National Human Genome Research Institute, National Institutes of Health, 50 South Drive Room 5140, Bethesda, MD, 20892, USA.
NIAID Collaborative Bioinformatics Resource, National Institutes of Allergy and Infectious Diseases, National Institutes of Health, Bethesda, MD, USA.
BMC Bioinformatics. 2021 Apr 8;22(1):181. doi: 10.1186/s12859-021-04090-y.
The widespread use of next-generation sequencing has identified an important role for somatic mosaicism in many diseases. However, detecting low-level mosaic variants from next-generation sequencing data remains challenging.
Here, we present a method for Position-Based Variant Identification (PBVI) that uses empirically-derived distributions of alternate nucleotides from a control dataset.

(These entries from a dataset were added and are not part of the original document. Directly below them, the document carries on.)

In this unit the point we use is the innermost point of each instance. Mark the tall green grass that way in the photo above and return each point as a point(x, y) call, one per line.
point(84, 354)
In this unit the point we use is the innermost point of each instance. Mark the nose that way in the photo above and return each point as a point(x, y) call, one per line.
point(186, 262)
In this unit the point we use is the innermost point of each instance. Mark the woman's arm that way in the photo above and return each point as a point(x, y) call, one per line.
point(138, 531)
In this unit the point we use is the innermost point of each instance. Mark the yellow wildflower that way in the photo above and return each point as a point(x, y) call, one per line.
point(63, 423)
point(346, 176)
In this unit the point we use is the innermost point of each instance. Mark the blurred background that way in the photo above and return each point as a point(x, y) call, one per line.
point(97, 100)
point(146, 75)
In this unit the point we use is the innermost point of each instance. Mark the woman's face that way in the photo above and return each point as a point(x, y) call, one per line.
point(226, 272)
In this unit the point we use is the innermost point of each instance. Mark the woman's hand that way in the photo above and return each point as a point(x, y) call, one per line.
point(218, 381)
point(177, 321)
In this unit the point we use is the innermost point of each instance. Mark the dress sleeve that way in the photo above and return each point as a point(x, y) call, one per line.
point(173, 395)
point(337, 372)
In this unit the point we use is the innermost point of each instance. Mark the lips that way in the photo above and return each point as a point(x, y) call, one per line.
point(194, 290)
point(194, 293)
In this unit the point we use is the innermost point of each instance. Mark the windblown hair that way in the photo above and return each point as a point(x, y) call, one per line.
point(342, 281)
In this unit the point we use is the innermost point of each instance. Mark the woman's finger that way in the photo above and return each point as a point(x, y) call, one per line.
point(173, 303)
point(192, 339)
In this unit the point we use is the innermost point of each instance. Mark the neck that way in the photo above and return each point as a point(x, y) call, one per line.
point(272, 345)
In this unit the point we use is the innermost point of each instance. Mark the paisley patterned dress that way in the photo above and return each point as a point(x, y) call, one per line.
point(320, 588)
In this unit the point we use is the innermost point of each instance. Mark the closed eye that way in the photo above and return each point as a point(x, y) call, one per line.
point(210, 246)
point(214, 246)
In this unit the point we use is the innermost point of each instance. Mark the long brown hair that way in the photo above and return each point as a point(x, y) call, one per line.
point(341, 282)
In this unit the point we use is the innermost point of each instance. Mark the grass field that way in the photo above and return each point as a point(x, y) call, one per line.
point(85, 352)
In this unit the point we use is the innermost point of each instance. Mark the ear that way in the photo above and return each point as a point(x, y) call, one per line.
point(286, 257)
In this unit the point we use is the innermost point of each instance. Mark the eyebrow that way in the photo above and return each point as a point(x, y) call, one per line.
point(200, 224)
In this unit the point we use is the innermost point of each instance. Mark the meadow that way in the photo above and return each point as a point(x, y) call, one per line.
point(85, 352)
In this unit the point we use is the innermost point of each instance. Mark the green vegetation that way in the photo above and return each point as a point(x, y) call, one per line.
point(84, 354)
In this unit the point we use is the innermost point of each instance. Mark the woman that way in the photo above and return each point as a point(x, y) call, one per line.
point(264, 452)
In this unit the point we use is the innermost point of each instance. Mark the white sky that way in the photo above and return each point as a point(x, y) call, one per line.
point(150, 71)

We modeled this approach on 11 segmental overgrowth genes. We show that this method improves detection of single nucleotide mosaic variants of 0.01-0.05 variant allele fraction compared to other low-level variant callers. At depths of 600 × and 1200 ×, we observed > 85% and > 95% sensitivity, respectively. In a cohort of 26 individuals with somatic overgrowth disorders PBVI showed improved signal to noise, identifying pathogenic variants in 17 individuals.
PBVI can facilitate identification of low-level mosaic variants thus increasing the utility of next-generation sequencing data for research and diagnostic purposes.
下一代测序的广泛应用已经确定了体细胞镶嵌在许多疾病中的重要作用。然而,从下一代测序数据中检测低水平的镶嵌变体仍然具有挑战性。
在这里,我们提出了一种基于位置的变异识别(PBVI)的方法,该方法使用来自对照数据集的经验衍生的替代核苷酸分布。我们在 11 个节段性过度生长基因上对该方法进行了建模。我们表明,与其他低水平变异调用者相比,这种方法可以提高 0.01-0.05 变异等位基因分数的单核苷酸镶嵌变体的检测率。在 600×和 1200×的深度下,我们分别观察到了超过 85%和超过 95%的灵敏度。在 26 名患有体细胞过度生长障碍的个体的队列中,PBVI 显示出改善的信噪比,在 17 名个体中鉴定出致病性变异。
PBVI 可以促进低水平镶嵌变体的识别,从而提高下一代测序数据在研究和诊断目的中的应用价值。